Program state makes this durable. Each agent writes what it was working on, what it learned, and what's still open. When a session ends and a new one starts — even hours later — it reads that state and picks up mid-task. The context is in Firestore, not the chat window.
Sprint orchestration takes this further. Define stories with dependencies — "run tests" depends on "fix type errors" — and the server schedules them in waves. Wave 1 runs in parallel. Wave 2 starts when Wave 1 finishes. You watch progress from the mobile app while doing something else.

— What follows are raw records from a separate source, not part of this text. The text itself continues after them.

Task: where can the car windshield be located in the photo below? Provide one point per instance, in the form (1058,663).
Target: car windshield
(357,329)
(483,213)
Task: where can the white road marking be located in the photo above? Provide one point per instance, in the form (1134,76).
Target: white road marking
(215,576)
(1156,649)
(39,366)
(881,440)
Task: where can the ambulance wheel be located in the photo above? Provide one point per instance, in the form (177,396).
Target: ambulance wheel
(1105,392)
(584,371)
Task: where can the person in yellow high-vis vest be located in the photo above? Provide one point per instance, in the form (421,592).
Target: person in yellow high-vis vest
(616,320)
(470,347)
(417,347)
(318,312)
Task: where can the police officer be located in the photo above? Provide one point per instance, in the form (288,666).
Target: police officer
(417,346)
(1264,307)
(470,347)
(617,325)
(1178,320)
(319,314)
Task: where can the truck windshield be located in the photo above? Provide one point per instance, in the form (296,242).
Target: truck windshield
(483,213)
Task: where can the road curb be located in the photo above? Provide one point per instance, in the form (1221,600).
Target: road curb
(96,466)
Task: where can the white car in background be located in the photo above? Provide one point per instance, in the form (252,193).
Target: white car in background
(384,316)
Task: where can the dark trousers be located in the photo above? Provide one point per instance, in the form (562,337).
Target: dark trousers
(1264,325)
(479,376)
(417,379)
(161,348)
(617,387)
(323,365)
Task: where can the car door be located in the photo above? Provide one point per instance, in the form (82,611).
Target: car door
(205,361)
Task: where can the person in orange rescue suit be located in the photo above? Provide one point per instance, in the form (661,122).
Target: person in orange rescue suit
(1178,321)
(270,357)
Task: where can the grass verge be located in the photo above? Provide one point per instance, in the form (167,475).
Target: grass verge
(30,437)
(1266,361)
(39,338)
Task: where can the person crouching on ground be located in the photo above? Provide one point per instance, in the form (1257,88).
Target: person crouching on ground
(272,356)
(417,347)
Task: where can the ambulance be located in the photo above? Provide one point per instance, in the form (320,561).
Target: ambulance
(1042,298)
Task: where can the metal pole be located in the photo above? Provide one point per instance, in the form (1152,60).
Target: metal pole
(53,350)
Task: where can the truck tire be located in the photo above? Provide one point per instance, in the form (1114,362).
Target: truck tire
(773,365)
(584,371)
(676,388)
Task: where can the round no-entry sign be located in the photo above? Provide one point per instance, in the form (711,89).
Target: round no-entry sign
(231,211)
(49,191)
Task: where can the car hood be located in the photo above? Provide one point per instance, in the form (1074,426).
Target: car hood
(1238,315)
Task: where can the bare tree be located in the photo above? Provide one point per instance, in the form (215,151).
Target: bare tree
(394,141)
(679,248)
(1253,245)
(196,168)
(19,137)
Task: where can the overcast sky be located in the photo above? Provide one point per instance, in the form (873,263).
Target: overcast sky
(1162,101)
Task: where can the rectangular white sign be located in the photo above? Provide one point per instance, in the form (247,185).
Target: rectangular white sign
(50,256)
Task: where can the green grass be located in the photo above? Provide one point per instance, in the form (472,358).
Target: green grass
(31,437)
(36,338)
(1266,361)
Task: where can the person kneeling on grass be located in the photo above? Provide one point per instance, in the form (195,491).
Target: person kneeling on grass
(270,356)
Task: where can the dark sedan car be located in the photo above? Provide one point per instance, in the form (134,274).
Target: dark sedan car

The Signal module closes the human-in-the-loop gap. An agent hits a decision it can't make. It sends the question to your phone with options. You tap an answer. The agent picks up where it left off. No terminal switching. Just a push notification and a tap.
What's Next
CacheBash is open source under MIT. Self-hostable on GCP. The server, mobile app, and all 34 tools are in the repo.
Short-term roadmap: OAuth 2.1 support to unlock ChatGPT Desktop, webhook integrations for Slack and Discord, and GitHub sync so tasks mirror to Issues automatically.
The MCP ecosystem is growing fast. Every week, more clients ship MCP support. CacheBash doesn't care which client you use — it speaks the protocol.
If you're running multiple AI sessions and coordinating them by hand, you don't have to. The agents are already smart enough. They just need a way to talk.